In some cases, the new owner was not advised about the rate at which their annual ground rent would increase.


As well as the ground rent charges, the freeholder can also control things like the utilities suppliers, making it difficult for the owner to switch electricity supplier, and buildings’ insurance.


There are also cases where the purchaser has been told they could buy the freehold for the property for £2,000 – £5,000. The owner has then saved up to do this and 18 months later has contacted the developer to tell them they now want to buy the freehold. However, the developer has sold the freehold to someone else, and when the owner contacts them they are told the cost had risen to £34,000.


Purchasers may have been told that the property they are buying is “virtual freehold”. But no such thing exists in law – it is either freehold, or it is leasehold.


Purchasers may have been told that they can buy the freehold at a later date and been given an example figure of a few thousand pounds. In reality, if the purchaser doesn’t buy the freehold at the start or very shortly after, the developer may sell this to an investment company who then charges many thousands of pounds if you want to buy the freehold.

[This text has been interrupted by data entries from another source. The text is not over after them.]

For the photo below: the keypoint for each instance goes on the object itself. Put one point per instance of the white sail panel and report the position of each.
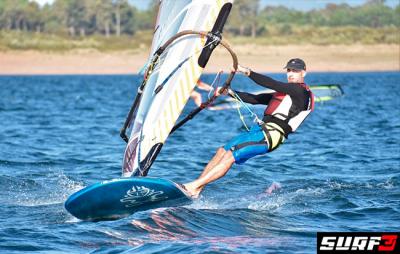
(177, 72)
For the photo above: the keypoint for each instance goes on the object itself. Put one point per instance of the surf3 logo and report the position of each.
(360, 242)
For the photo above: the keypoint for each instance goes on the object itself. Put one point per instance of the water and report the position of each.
(341, 172)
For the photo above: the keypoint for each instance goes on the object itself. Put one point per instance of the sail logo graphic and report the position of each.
(138, 195)
(360, 242)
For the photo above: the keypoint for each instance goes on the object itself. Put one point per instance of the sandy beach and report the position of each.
(335, 58)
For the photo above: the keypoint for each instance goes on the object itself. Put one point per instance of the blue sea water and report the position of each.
(58, 134)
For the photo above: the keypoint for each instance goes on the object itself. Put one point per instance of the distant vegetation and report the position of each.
(117, 25)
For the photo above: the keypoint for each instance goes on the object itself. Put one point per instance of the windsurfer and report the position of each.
(286, 110)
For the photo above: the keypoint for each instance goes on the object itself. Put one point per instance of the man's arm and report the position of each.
(273, 84)
(203, 86)
(262, 98)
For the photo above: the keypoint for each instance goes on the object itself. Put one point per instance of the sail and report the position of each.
(172, 78)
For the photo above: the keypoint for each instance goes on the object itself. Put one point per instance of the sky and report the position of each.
(302, 5)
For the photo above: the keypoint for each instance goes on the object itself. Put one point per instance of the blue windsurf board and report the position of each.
(118, 198)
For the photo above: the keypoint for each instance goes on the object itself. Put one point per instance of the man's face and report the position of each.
(295, 76)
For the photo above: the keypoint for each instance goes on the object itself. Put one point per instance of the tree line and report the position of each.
(116, 17)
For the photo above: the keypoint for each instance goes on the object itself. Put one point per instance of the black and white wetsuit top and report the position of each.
(287, 107)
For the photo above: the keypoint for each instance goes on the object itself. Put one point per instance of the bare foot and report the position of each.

The investment company may also levy charges of several thousand pounds for things like consent to build a conservatory, change windows or even landscape the garden.

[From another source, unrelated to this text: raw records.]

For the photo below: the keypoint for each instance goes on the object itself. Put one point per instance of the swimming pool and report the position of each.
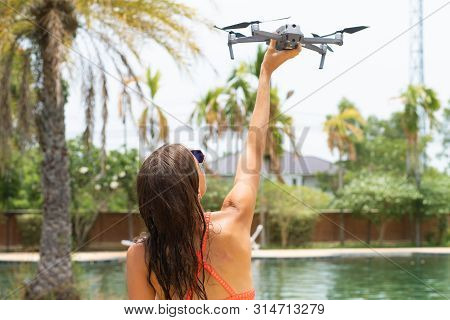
(426, 277)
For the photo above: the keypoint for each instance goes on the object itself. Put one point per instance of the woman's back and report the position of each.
(170, 262)
(227, 255)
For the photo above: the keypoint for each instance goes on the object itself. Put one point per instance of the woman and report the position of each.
(189, 254)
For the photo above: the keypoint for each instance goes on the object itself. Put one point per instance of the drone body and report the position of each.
(288, 37)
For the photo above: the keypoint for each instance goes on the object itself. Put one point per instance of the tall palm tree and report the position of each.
(416, 99)
(229, 109)
(58, 35)
(344, 130)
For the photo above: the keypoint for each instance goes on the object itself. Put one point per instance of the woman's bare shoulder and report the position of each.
(136, 255)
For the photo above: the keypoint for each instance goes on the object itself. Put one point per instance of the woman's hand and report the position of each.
(274, 58)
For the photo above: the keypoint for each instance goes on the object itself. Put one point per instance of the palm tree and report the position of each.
(417, 99)
(229, 109)
(344, 130)
(53, 36)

Purchasers may not have been told how the ground rent increases – what is initially £250 per year could very quickly become £10,000 per year and rising.


To make matters worse, buyers who purchased new properties direct from some of the UK’s biggest builders have been left in the dark as investment companies play pass-the-parcel with the land their homes stand on.

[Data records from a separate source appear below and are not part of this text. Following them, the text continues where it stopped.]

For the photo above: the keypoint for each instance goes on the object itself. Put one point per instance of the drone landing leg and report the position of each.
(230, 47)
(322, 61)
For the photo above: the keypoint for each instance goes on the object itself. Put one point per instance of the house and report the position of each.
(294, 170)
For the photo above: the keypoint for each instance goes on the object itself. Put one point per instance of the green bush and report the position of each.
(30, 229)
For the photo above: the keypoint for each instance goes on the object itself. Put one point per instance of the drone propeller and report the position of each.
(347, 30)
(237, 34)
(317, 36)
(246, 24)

Thousands of unfortunate leaseholders have been put on “doubling” ground rent contracts that in extreme cases have left their properties almost worthless, with mortgage lenders refusing loans to future buyers. The only way to escape the escalating payments is to buy the freehold.


Another homebuyer in Ellesmere Port, was shocked to discover that after Bellway sold her freehold to Adriatic, the cost of seeking consent for a small single-storey extension rocketed.


Initially, she had applied to Bellway – the freeholder at the time – and it wanted £300. But after putting off the work for a few months she discovered that Bellway had sold the freehold to Adriatic Land 4 (GR1) Ltd.


HomeGround then demanded £2,440 for consent. That is not planning permission, which householders must obtain separately from the local authority

House builders periodically sell off large portfolios of freehold properties and they usually do so within a company structure rather than as individual freeholds.


Professional Negligence Claim


Some of the responsibility may lie with the developer for not having fully advised the purchaser. The developer may have told them it was “virtual freehold” and “not to worry” about the freehold or that “you can buy it later”. Sometimes these statements are misleading. The developer then argues that they had no control over what their sales team was saying and that the salesperson no longer works for them. They also often try and argue that the solicitor should have told the buyer everything about the property.


In many instances, the buyer may have been advised, or even offered a reduction on the purchase price, to use a certain solicitor recommended by the developer. A solicitor has a duty of independence and to advise them on all aspects of your purchase so that they know exactly what they are buying. If they didn’t, the solicitor might have been negligent.


The solicitor may be liable for not highlighting things like the increase in ground rent and the possibility and consequences of the developer selling the freehold to someone else. Sometimes these clauses are buried deep in the lease and relatively inexperienced lawyers may miss this. Were these properly explained? If they had been properly explained to the buyer, would they have still bought the property? Causation can be an issue. We would say that in the light of the news stories above, would it ever be safe for a solicitor not to point these issues out and perhaps advise buyers not to proceed with the purchase of a leasehold house?